バックカントリーの魅力と安全対策のための必携装備
宮上 晃一
- 2025年01月20日
INDEX
バックカントリースキー&スノーボードは、未踏の雪原を自由に滑走できる醍醐味があり、多くの愛好家を魅了している。もちろん、私も大好物!
しかし、その魅力的な体験には適切な装備と十分な準備が不可欠だ。本記事では、魅惑のバックカントリーに安全に踏み出すための、必要な装備について詳しく解説するとともに、参考までに個人装備を紹介する。
文◉宮上晃一(PEAKS編集部)
トップ写真◉杉村 航
“バックカントリー”本来の意味
バックカントリーとは、スキー場外の自然のままの雪山を指し、新雪や深雪で自由な滑走スタイルが楽しめるエリアのこと。バックカントリースキー&スノーボードでは大自然を駆けめぐる爽快感を味わえる一方で、雪崩や遭難といったリスクも伴なうため、適切なスキルの習得と装備の用意が必須となる。雪山登山のバリエーションの一種とも言え、管理されたスキー場とは異なりパトロールや救助体制が整っていない。不慣れな人はエキスパートと行動するかガイドツアーで楽しむようにしよう。バックカントリーで遊ぶためには、雪山登山同様の安全判断・準備・スキル等が求められる。
バックカントリーのリスク
バックカントリーでは以下のようなリスクが存在する。
1.雪崩
2.天候の急変
3.遭難
4.低体温症
5.怪我
6.装備の故障
これらのリスクを最小限に抑えるためには、適切な装備と知識、そして経験が必要不可欠だ。
バックカントリー装備一覧
以下に日帰りでのバックカントリーで必要な主要装備をまとめてみた。
■滑走用具
・スキー/スノーボード:パウダースノーでは浮力が重要となるため適したモデルがおすすめ。シール(クライミングスキン)も専用を用意する。
・ブーツ:スキーではウォークモードの付いたバックカントリー用軽量モデルが望ましい。スノーボードの場合はスキー場で使用するモデルと兼用可。
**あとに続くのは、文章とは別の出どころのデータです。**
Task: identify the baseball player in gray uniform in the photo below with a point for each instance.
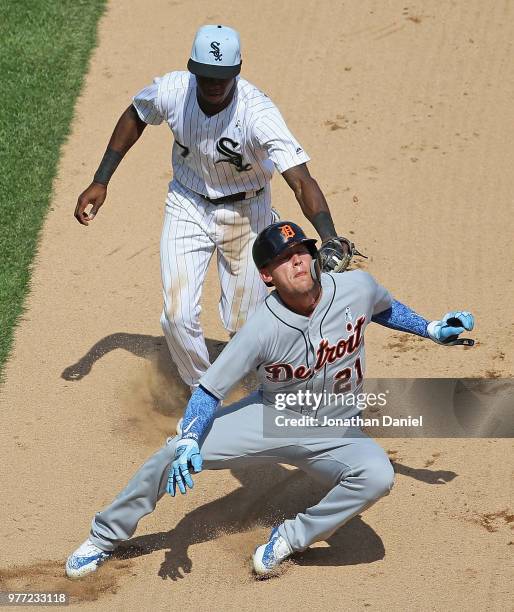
(308, 336)
(228, 139)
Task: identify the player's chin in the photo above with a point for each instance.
(303, 282)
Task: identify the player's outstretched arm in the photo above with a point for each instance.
(446, 331)
(127, 131)
(311, 199)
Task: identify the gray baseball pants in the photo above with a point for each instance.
(355, 469)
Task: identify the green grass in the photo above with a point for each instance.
(44, 51)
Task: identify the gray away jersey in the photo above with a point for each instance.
(292, 353)
(230, 152)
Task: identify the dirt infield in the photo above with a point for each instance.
(406, 111)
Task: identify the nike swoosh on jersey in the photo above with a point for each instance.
(189, 426)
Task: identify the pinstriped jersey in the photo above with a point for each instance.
(230, 152)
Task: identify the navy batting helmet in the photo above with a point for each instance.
(276, 238)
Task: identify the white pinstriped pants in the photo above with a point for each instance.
(193, 229)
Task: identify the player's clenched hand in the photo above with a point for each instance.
(448, 329)
(187, 454)
(95, 195)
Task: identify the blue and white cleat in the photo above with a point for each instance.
(85, 560)
(269, 556)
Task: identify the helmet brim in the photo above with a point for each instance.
(211, 71)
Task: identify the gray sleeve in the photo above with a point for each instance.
(147, 104)
(241, 355)
(383, 299)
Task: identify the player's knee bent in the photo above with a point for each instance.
(379, 480)
(177, 321)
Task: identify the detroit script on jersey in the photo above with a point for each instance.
(323, 353)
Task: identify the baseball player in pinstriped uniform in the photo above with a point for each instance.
(308, 336)
(228, 138)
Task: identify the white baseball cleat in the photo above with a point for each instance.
(85, 560)
(269, 556)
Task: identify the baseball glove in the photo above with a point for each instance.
(336, 253)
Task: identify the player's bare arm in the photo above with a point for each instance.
(127, 131)
(311, 199)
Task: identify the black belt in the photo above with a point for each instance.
(234, 197)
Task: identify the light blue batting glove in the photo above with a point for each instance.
(447, 330)
(187, 454)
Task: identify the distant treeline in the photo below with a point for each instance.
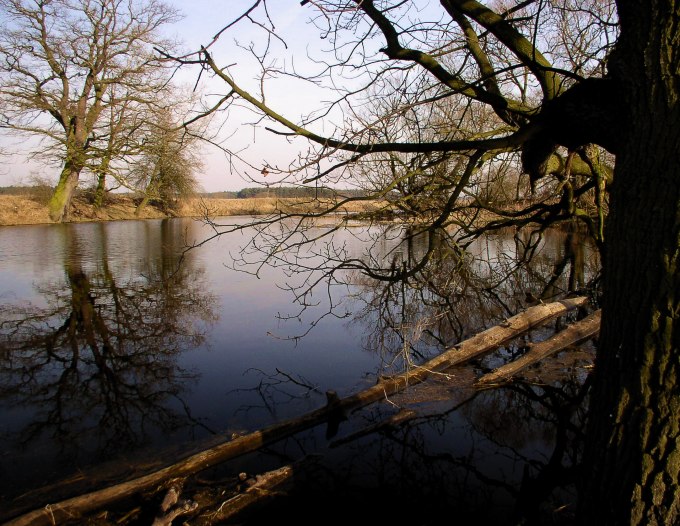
(285, 191)
(246, 193)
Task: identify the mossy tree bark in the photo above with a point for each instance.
(632, 458)
(60, 203)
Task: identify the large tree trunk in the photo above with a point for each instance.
(60, 202)
(632, 458)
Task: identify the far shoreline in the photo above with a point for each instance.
(16, 210)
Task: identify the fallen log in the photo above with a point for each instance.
(393, 421)
(575, 334)
(263, 487)
(484, 342)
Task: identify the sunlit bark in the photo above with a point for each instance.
(632, 465)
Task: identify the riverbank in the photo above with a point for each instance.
(31, 210)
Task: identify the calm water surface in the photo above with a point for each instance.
(119, 345)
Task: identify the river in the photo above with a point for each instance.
(119, 346)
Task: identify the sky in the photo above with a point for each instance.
(202, 20)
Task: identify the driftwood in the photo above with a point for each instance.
(172, 507)
(260, 488)
(575, 334)
(478, 345)
(393, 421)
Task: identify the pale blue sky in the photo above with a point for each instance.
(203, 19)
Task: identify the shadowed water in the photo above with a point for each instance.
(118, 346)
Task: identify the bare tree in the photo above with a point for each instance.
(567, 86)
(165, 168)
(59, 63)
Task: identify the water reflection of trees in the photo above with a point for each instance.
(506, 456)
(437, 300)
(94, 369)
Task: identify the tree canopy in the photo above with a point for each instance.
(535, 113)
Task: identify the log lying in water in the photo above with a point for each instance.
(478, 345)
(575, 334)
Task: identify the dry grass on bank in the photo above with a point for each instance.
(32, 210)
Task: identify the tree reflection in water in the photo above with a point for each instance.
(456, 293)
(95, 372)
(502, 456)
(99, 369)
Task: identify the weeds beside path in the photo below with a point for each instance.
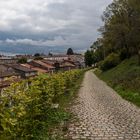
(102, 114)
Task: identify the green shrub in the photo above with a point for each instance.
(110, 61)
(25, 107)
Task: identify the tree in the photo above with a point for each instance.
(89, 58)
(70, 51)
(37, 55)
(121, 29)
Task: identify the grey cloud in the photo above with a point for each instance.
(59, 23)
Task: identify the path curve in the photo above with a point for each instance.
(102, 114)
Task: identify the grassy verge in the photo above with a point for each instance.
(60, 118)
(125, 79)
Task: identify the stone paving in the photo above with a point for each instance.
(102, 114)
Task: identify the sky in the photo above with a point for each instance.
(30, 26)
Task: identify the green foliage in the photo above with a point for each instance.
(125, 79)
(110, 61)
(22, 60)
(26, 108)
(70, 51)
(89, 58)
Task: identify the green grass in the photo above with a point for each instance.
(60, 118)
(125, 79)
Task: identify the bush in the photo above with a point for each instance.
(110, 61)
(25, 107)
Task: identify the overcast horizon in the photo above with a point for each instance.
(43, 26)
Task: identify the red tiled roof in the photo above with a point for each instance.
(44, 64)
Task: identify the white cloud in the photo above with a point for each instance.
(71, 22)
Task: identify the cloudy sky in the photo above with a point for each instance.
(29, 26)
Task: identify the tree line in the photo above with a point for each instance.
(120, 34)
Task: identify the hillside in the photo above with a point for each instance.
(125, 79)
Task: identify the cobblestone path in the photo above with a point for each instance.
(102, 114)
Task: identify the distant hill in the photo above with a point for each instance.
(125, 79)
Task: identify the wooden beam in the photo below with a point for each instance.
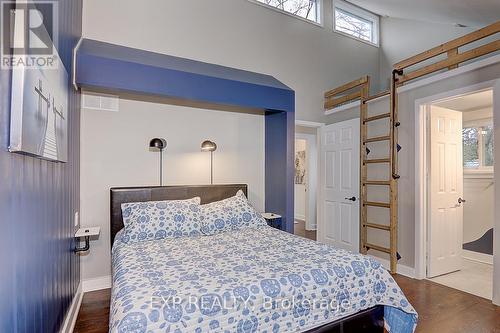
(468, 55)
(331, 103)
(380, 94)
(456, 43)
(451, 53)
(346, 87)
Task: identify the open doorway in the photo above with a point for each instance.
(306, 169)
(460, 192)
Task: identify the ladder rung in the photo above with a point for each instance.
(378, 138)
(378, 160)
(377, 117)
(377, 182)
(378, 248)
(377, 204)
(378, 226)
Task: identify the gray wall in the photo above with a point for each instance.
(310, 59)
(402, 38)
(114, 152)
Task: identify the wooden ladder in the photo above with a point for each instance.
(361, 92)
(404, 71)
(392, 174)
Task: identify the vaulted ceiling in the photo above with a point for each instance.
(472, 13)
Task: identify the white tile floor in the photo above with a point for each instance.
(475, 278)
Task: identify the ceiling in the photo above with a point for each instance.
(472, 13)
(471, 102)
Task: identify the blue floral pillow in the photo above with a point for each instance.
(161, 219)
(229, 214)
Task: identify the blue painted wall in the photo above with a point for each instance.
(39, 273)
(113, 67)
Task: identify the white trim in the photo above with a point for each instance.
(479, 257)
(311, 196)
(305, 123)
(402, 269)
(72, 314)
(421, 168)
(103, 282)
(300, 217)
(363, 14)
(496, 225)
(343, 107)
(479, 174)
(319, 12)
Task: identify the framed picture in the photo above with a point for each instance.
(39, 112)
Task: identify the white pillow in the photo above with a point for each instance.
(161, 219)
(229, 214)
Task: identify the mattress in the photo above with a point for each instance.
(249, 280)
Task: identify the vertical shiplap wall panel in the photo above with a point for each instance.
(39, 273)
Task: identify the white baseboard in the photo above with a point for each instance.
(103, 282)
(72, 314)
(479, 257)
(402, 269)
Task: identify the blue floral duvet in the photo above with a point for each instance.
(249, 280)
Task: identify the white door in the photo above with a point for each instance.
(338, 223)
(446, 191)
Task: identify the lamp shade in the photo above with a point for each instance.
(208, 145)
(158, 143)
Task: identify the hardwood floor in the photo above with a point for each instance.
(94, 312)
(441, 309)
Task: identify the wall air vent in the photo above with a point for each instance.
(101, 102)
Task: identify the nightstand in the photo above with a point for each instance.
(273, 220)
(86, 232)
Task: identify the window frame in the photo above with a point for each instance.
(479, 124)
(359, 13)
(319, 10)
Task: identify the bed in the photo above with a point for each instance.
(249, 280)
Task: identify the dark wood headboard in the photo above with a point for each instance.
(207, 193)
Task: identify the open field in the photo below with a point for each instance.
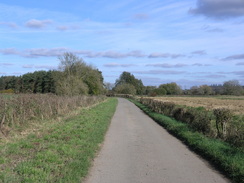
(17, 111)
(235, 104)
(58, 152)
(226, 157)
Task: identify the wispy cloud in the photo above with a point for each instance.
(167, 65)
(165, 55)
(32, 66)
(240, 63)
(219, 9)
(239, 73)
(201, 65)
(234, 57)
(54, 52)
(9, 24)
(6, 64)
(199, 52)
(118, 65)
(141, 16)
(166, 72)
(37, 24)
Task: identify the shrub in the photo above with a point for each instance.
(223, 118)
(25, 107)
(9, 91)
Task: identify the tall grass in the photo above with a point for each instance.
(18, 109)
(218, 123)
(227, 158)
(60, 152)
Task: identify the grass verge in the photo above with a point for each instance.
(60, 153)
(225, 157)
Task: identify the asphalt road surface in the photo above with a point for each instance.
(137, 150)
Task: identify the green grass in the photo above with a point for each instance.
(60, 153)
(226, 158)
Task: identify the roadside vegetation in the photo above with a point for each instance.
(59, 152)
(17, 112)
(228, 158)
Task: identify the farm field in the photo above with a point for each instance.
(235, 104)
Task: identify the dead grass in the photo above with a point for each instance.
(235, 104)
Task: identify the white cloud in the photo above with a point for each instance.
(219, 9)
(167, 65)
(9, 24)
(37, 24)
(118, 65)
(164, 55)
(234, 57)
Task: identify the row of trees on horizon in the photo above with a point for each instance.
(75, 77)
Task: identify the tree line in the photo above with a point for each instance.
(75, 77)
(128, 84)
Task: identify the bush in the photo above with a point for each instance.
(8, 91)
(25, 107)
(223, 118)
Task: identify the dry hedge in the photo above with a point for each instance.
(17, 109)
(220, 123)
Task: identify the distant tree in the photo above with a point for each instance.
(217, 89)
(232, 87)
(171, 88)
(201, 90)
(77, 77)
(149, 90)
(160, 91)
(128, 78)
(125, 88)
(108, 86)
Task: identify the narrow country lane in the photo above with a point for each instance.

・ビンディング:スキーではツアーモード機能付きの軽量モデルが便利。スプリットボードでは専用モデルが必要。ソリッドボードではスキー場で使用しているものをそのまま使える。
・ポール:スキーではスイングバランスのいいものを。スノーボードでもスプリット・ソリッドともに歩行時に使用(ソリッドボードではスノーシューも必要)。
■アバランチセーフティギア
・アバランチビーコン:雪崩時の埋没者位置特定に必須
・プローブ:埋没者の探索に使用
・ショベル:救助活動に不可欠
■ウエア
・ベースレイヤー:吸汗速乾性の高い素材。
・ミッドレイヤー:保温性のあるものを。
・アウターウェア:防水透湿性の高いシェル。
■その他
・バックパック:装備収納用(30-40L程度)。スキーやスノーボードが取り付けられるものを。
・地図、コンパス:ナビゲーション用
・ファーストエイドキット:応急処置用
・ヘッドランプ:暮れたあとに行動することになった際に備えて。
・スマートフォン:緊急時の連絡やナビゲーション用。
・食料、水:エネルギー補給用。
・ホイッスル:雪山は音が響きにくい。緊急時やグループ内の合図のため用意。
・ツエルト:非常時用。
・ヘルメット:木や岩との衝突時や転倒時の頭部保護のため。
・ゴーグル:曇りにくいものがおすすめ。雪まみれになった際や悪天用に予備もあるといい。歩行中はサングラスを使用するのもアリ
・保温着:停滞時や休憩時に体を冷やさないために備える。
・リペアキット等:滑走用具の故障対策。スペアパーツやマルチツール、スキーバンドなどを。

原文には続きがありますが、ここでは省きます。